Le bâtiment a rouvert au public en février dernier après d’importants travaux de réhabilitation. La municipalité de Neuves-Maisons et la communauté de communes Moselle-et-Madon ont soutenu ce chantier. Désormais, l’accumulateur fait partie intégrante du parcours de visite.

Victor de Lespinats a ouvert cette mine en 1874, en même temps qu’il fondait la Société métallurgique de la Haute-Moselle. L’usine et la mine ont travaillé en symbiose pendant près d’un siècle. L’exploitation s’est arrêtée en 1968, laissant derrière elle un patrimoine industriel exceptionnel.

Un site à la mesure de l’histoire minière régionale

Le bassin de Neuves-Maisons occupait une place particulière dans la sidérurgie lorraine. À son apogée, la mine s’étendait sur plus de 1 600 hectares. Les galeries atteignaient 2 500 à 3 000 kilomètres de longueur cumulée. Chaque jour, environ 800 mineurs descendaient dans les entrailles de la terre pour extraire le précieux minerai.
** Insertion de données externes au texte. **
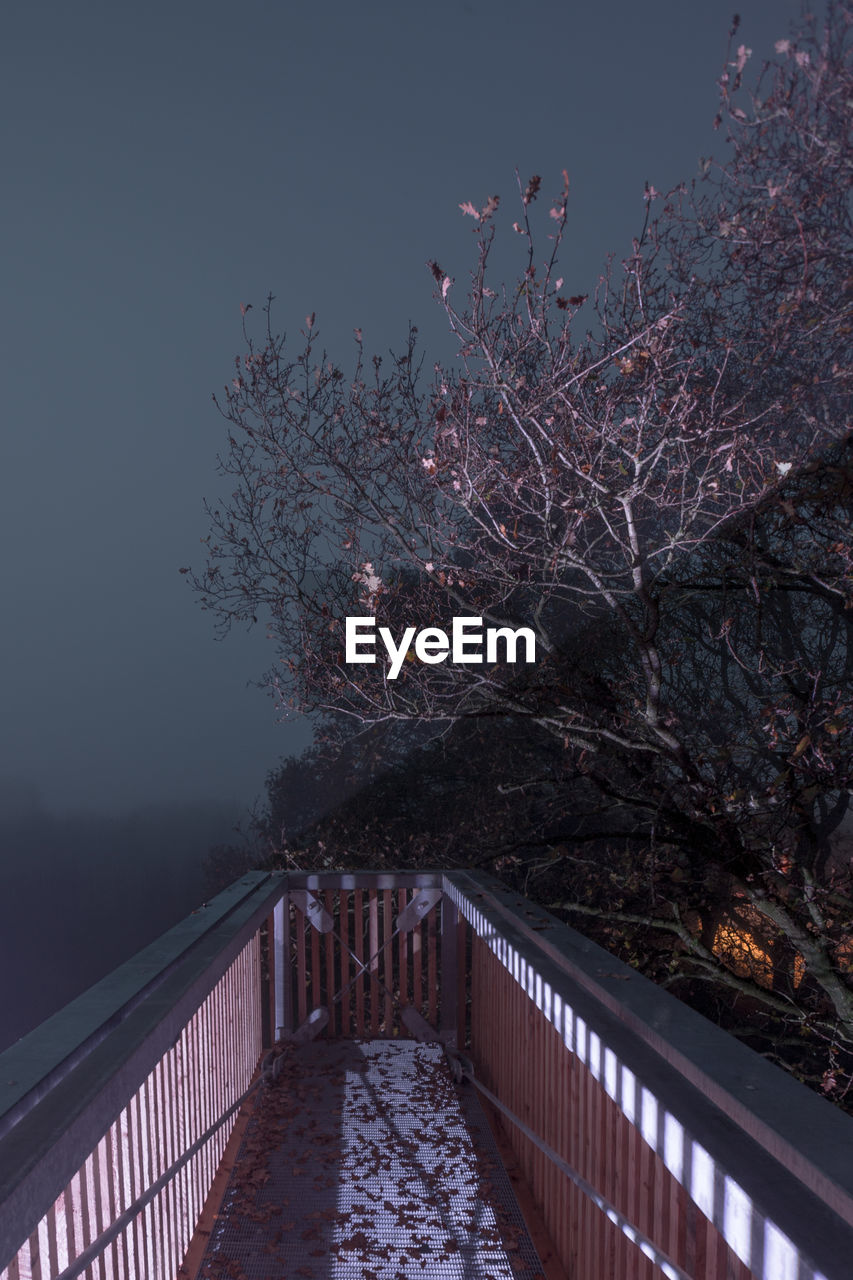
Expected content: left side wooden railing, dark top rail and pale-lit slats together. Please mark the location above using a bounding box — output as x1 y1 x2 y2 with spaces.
0 876 280 1280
Cette exploitation a laissé des traces visibles dans le paysage. Une voie ferrée surnommée « le coucou » reliait dès 1876 l’accumulateur à l’usine de Neuves-Maisons. Elle permettait d’acheminer le minerai directement depuis les galeries.

Immersion dans les galeries de la mine du Val-de-Fer

la visite guidée débute par le Zublin, où les guides racontent l’histoire du tri et du stockage du minerai. Puis vient le moment d’enfiler un casque de protection. Un pull est vivement conseillé, car la température ne dépasse jamais dix degrés dans les galeries. Les visiteurs descendent alors à quarante mètres sous terre, dans un dédale de couloirs éclairés par une lumière tamisée.
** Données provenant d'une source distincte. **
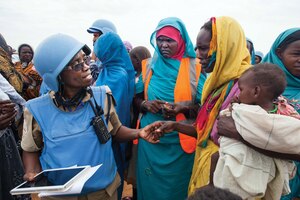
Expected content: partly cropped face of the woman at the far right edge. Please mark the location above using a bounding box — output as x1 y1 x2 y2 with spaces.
277 40 300 78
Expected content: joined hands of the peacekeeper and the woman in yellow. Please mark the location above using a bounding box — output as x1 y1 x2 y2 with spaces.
139 121 176 144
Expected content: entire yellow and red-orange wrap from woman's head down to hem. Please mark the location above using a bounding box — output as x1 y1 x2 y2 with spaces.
189 17 250 195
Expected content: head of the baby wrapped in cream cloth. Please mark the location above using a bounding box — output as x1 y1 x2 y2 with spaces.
238 63 287 106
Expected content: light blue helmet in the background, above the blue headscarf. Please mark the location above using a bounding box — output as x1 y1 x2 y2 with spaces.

La galerie principale abrite une statue de sainte Barbe, la protectrice des mineurs. Cette figure emblématique du travail des mineurs veille sur les lieux. Le parcours serpente ensuite à travers une galerie boisée, témoignant des techniques d’étayage anciennes.
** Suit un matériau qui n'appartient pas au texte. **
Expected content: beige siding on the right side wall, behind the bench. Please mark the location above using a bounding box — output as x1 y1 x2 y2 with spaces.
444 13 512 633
Vincent Ferry, directeur de l’Agence du patrimoine et de la culture industrielle néodomienne, rappelle un fait surprenant : cette mine a fourni une partie du minerai qui a servi à construire la tour Eiffel. Une fierté locale méconnue qui mérite d’être soulignée.

Les conditions de travail des « gueules jaunes »

Avant la mécanisation, le travail dans la mine relevait de l’exploit physique. Les visiteurs découvrent des pelles, des pioches et des lampes à huile d’époque. Les wagonnets, autrefois tirés par des chevaux, jalonnent le parcours. Chaque outil raconte une histoire, celle d’hommes et de femmes qui ont usé leur santé dans ces couloirs sombres.

Le surnom de « gueules jaunes » venait de la couleur du minerai de fer lorrain, la minette. Ce minerai pauvre en fer mais riche en phosphore, appelé « monstre », était pourtant exploité avec acharnement. les « gueules noires », plus connues, évoquent quant à elles les mineurs de charbon du nord de la France. Dans les galeries du Val-de-Fer, le terme s’applique différemment, mais la réalité reste la même.

Une expérience pédagogique et humaine

Depuis 1993, d’anciens mineurs réunis au sein de l’association Atelier mémoire ouvrière ont entrepris de réhabiliter la galerie principale. Leur travail a permis d’ouvrir progressivement le site au public. Aujourd’hui, les visiteurs peuvent parcourir un kilomètre et demi dans les galeries d’origine.

  • 🚇 Circuit de 1,5 km dans les galeries historiques
  • 🌡️ Température constante entre 8 et 10 degrés
  • 🪖 Casque de protection fourni pour chaque visiteur
  • 📅 Visites guidées payantes tous les jours à 10h, 11h et dès 13h30
  • 📍 Rue du Val-de-Fer, à Neuves-Maisons, en Meurthe-et-Moselle

Le site accueille environ 10 000 curieux chaque année. Les visiteurs repartent avec une image bien concrète de l’extraction minière au XIXe siècle. Cette visite reste l’une des rares occasions de pénétrer dans des galeries de mine de fer de cette époque ouvertes au public en Europe.

Le parcours se termine par un retour à la surface, les yeux encore remplis d’images. La fraîcheur des galeries laisse place à la chaleur de l’été lorrain. Une expérience qui donne matière à réfléchir sur le travail durement gagné des générations passées.